Het menselijk brein is uitgerust om tijd bij te houden. De suprachiasmatische kernen van de hersenen zijn de regio die verantwoordelijk is voor dagelijkse of circadiane ritmes. Maar neurotransmitters en medicijnen beïnvloeden tijdsbeleving. Chemicaliën die neuronen opwekken, zodat ze sneller schieten dan normaal, versnellen de tijd, terwijl een verminderd neuronenafvuren de tijdwaarneming vertraagt. Kortom, wanneer de tijd lijkt te versnellen, onderscheiden de hersenen meer gebeurtenissen binnen een interval. In dit opzicht lijkt de tijd echt te vliegen wanneer je plezier hebt.
De tijd lijkt te vertragen tijdens noodsituaties of gevaar.
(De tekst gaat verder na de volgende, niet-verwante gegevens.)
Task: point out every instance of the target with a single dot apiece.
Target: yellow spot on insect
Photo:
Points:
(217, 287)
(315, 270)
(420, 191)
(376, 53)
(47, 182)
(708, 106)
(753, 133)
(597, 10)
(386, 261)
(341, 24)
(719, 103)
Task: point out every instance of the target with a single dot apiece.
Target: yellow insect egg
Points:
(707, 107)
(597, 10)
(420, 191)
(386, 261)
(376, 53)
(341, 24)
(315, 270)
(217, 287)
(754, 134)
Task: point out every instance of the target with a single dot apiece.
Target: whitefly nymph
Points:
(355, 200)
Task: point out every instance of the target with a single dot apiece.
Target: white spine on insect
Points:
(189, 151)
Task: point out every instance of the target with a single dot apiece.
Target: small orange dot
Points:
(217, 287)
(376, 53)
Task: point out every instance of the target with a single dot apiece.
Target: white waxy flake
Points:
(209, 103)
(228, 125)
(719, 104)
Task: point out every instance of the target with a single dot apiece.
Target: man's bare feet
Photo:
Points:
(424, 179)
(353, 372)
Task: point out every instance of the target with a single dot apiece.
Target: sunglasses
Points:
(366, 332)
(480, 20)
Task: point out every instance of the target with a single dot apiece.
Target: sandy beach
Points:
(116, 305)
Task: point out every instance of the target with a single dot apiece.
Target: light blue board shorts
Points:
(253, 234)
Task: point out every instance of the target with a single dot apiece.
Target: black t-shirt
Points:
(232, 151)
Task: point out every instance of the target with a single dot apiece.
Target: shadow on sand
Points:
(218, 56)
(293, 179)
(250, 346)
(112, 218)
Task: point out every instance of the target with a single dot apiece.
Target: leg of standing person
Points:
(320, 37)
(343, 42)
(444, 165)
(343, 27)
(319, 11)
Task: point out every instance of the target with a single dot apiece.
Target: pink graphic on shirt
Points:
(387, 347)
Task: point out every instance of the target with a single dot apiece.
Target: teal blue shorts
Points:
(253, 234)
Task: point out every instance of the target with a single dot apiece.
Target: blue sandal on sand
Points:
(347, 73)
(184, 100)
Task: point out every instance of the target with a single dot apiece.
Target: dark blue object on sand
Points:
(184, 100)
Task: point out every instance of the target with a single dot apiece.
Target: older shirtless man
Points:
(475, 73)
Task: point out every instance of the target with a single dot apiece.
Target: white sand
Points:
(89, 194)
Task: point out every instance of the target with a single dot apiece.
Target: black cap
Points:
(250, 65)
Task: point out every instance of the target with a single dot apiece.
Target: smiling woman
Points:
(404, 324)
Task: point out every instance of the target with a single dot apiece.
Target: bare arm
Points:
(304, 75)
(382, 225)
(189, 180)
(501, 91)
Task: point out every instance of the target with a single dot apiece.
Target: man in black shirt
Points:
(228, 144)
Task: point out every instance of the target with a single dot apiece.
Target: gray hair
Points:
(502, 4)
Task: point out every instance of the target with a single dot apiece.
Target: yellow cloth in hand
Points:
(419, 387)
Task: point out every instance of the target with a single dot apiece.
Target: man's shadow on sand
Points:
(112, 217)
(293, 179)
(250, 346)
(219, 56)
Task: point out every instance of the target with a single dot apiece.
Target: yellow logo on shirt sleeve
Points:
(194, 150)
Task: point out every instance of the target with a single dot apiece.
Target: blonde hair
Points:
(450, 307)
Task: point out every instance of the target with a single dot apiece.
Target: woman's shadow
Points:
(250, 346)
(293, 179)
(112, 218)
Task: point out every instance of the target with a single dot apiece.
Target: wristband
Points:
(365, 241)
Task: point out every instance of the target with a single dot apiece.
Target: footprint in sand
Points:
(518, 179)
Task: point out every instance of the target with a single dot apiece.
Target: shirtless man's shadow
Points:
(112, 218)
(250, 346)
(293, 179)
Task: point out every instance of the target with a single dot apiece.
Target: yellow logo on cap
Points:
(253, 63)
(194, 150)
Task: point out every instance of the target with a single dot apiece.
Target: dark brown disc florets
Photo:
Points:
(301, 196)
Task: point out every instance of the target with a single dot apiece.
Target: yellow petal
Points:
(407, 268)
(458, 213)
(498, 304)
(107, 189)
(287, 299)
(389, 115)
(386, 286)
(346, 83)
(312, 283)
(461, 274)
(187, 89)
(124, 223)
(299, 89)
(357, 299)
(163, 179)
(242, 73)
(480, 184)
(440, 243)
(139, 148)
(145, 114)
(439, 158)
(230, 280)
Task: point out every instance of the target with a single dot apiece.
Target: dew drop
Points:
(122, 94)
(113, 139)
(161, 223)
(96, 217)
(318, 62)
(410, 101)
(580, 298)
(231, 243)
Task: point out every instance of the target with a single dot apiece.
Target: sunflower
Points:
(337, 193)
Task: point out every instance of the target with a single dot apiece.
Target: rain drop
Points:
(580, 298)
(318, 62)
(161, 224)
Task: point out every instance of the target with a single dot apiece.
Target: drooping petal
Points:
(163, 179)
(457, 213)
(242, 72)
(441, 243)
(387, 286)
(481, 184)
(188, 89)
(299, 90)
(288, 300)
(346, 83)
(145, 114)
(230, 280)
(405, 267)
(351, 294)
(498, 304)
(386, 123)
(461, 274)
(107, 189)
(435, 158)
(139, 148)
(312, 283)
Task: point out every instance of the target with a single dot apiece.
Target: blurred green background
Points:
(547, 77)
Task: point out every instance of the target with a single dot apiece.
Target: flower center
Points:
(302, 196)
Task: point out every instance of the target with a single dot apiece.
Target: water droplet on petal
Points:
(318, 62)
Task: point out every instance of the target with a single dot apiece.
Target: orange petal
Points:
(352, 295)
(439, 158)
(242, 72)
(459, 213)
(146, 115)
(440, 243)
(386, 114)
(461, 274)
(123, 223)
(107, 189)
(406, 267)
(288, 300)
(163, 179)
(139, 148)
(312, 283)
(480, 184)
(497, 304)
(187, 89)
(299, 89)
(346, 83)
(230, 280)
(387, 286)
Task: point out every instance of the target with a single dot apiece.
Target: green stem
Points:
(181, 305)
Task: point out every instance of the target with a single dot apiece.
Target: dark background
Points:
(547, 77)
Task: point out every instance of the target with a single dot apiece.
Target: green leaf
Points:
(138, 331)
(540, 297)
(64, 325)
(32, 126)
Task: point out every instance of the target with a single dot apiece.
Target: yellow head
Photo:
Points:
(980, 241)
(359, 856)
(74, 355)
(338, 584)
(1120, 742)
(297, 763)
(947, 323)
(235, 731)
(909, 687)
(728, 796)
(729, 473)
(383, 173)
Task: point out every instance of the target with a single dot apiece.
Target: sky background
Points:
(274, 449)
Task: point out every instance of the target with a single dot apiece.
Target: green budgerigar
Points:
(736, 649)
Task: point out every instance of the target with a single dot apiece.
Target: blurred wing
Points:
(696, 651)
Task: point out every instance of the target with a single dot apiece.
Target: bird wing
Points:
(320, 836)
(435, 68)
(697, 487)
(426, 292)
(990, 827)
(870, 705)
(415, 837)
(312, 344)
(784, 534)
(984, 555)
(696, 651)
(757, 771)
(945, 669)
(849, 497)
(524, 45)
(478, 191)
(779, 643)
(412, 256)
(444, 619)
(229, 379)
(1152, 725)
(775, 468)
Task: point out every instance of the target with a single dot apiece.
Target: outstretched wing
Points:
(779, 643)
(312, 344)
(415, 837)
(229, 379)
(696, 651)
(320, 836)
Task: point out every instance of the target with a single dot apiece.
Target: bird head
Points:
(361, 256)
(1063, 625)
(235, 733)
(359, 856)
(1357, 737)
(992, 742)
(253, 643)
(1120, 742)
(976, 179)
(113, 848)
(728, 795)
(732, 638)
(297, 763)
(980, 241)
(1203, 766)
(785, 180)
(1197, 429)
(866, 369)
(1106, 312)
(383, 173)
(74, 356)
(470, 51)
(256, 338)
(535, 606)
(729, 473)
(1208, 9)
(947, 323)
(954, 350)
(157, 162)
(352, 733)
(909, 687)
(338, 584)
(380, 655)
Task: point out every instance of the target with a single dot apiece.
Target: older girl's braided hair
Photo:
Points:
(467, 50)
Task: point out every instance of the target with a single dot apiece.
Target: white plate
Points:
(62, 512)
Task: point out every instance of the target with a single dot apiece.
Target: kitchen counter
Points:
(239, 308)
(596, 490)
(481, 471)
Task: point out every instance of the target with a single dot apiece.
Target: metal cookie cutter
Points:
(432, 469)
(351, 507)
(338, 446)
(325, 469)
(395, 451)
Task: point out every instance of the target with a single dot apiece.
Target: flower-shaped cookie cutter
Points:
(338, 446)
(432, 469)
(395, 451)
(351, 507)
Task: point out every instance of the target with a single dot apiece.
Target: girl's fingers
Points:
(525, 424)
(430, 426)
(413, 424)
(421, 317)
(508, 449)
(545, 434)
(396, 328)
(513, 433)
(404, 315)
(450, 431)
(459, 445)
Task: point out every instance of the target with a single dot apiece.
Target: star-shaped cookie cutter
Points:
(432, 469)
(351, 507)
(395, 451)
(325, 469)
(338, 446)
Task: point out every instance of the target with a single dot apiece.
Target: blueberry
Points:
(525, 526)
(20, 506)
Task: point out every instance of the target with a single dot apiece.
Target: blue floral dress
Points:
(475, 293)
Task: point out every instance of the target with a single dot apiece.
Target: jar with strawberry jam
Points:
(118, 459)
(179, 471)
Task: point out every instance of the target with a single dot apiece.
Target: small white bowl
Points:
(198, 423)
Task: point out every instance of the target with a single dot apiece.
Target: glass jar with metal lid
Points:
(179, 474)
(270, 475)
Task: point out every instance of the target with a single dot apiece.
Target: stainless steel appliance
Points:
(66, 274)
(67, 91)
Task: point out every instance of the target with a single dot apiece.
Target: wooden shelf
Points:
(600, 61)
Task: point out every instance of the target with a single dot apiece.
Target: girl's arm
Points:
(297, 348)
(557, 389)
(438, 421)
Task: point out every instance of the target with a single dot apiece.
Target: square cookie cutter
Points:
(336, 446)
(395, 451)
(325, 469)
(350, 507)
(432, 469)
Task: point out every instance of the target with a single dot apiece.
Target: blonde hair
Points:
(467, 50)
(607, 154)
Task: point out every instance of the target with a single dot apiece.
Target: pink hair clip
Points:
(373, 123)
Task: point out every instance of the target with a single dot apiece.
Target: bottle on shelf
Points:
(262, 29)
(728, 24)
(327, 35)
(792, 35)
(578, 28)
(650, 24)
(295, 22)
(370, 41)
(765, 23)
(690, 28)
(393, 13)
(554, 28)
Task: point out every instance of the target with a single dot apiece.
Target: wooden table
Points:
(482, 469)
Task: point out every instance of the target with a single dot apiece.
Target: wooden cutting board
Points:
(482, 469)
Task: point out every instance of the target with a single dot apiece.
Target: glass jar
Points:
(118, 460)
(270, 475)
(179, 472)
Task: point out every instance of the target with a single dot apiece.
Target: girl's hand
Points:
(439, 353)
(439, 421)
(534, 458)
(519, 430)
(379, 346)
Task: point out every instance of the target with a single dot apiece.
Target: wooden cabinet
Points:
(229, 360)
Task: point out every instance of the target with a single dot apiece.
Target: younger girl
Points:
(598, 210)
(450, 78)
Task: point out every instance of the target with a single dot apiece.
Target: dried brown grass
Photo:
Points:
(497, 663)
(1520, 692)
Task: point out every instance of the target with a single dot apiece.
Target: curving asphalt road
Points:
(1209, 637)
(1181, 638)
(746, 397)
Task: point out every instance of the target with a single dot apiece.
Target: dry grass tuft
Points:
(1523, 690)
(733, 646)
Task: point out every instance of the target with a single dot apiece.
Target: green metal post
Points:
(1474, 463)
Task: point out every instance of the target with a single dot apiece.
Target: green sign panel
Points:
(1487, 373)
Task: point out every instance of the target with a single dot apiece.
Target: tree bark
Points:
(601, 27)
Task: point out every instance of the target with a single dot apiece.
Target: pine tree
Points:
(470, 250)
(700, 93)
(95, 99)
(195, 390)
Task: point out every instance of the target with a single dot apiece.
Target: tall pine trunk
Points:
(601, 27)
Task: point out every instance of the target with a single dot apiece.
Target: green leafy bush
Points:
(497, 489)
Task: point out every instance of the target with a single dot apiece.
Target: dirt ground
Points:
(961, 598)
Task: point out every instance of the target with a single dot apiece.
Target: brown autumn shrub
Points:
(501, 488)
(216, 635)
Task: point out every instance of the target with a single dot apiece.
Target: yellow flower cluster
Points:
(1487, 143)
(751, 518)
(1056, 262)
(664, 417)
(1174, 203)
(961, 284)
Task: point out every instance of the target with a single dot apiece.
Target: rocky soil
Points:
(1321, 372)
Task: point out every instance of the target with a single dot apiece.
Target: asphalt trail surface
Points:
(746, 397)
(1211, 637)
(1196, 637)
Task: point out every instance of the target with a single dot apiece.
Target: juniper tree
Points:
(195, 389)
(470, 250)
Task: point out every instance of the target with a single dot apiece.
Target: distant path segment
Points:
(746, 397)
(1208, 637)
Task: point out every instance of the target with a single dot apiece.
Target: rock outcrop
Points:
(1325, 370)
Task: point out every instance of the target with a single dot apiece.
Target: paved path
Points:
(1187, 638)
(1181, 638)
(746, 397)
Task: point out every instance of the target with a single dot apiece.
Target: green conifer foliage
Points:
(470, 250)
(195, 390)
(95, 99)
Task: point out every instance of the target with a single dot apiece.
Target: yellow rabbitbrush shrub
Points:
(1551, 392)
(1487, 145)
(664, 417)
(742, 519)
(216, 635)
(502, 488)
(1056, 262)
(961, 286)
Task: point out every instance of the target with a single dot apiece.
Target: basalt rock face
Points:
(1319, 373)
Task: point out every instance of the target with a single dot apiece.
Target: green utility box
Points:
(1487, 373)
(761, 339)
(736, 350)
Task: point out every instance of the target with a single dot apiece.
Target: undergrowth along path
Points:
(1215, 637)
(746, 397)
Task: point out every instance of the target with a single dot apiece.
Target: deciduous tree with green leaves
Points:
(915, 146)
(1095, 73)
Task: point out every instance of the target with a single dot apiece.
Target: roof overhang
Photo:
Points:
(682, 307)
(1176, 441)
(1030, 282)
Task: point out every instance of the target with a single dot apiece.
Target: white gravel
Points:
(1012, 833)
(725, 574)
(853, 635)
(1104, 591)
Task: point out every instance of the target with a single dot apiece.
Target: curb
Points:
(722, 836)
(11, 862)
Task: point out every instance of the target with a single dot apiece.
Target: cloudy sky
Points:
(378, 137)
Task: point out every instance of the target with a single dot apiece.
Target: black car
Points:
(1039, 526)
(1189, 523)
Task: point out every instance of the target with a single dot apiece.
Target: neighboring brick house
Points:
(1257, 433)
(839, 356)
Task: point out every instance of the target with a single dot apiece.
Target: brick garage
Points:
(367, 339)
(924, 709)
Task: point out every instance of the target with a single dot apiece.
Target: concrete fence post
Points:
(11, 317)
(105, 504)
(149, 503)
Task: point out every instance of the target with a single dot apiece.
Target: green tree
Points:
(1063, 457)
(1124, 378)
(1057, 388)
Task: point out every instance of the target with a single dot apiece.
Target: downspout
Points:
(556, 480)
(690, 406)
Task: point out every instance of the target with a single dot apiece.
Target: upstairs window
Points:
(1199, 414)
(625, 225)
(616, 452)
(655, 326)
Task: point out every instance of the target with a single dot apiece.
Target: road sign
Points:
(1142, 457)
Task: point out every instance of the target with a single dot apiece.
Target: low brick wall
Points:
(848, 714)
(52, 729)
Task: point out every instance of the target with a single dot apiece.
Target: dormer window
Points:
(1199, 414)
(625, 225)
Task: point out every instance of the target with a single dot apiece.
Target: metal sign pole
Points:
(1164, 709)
Wetenschappers van het Baylor College of Medicine in Houston zeggen dat het brein niet echt versnelt, maar de amygdala wordt actiever. De amygdala is het gebied van de hersenen dat herinneringen maakt. Naarmate er meer herinneringen worden gevormd, lijkt de tijd langer te duren.
Hetzelfde fenomeen verklaart waarom ouderen de tijd lijken te ervaren als sneller dan toen ze jonger waren. Psychologen geloven dat de hersenen meer herinneringen aan nieuwe ervaringen vormen dan die van bekende. Omdat er later in het leven minder nieuwe herinneringen worden gebouwd, lijkt de tijd sneller voorbij te gaan.
Wat het universum betreft, had de tijd een begin. Het uitgangspunt was 13,799 miljard jaar geleden toen de Oerknal heeft plaatsgevonden. We kunnen kosmische achtergrondstraling meten als magnetrons van de Big Bang, maar er is geen straling van eerdere oorsprong. Een argument voor de oorsprong van de tijd is dat als het oneindig achteruit zou gaan, de nachthemel gevuld zou zijn met licht van oudere sterren.
Zal de tijd eindigen? Het antwoord op deze vraag is onbekend. Als het universum voor altijd uitbreidt, zou de tijd doorgaan. Als er een nieuwe Big Bang optreedt, eindigt onze tijdlijn en begint een nieuwe. In deeltjesfysica-experimenten ontstaan willekeurige deeltjes uit een vacuüm, dus het lijkt niet waarschijnlijk dat het universum statisch of tijdloos zou worden. De tijd zal het leren.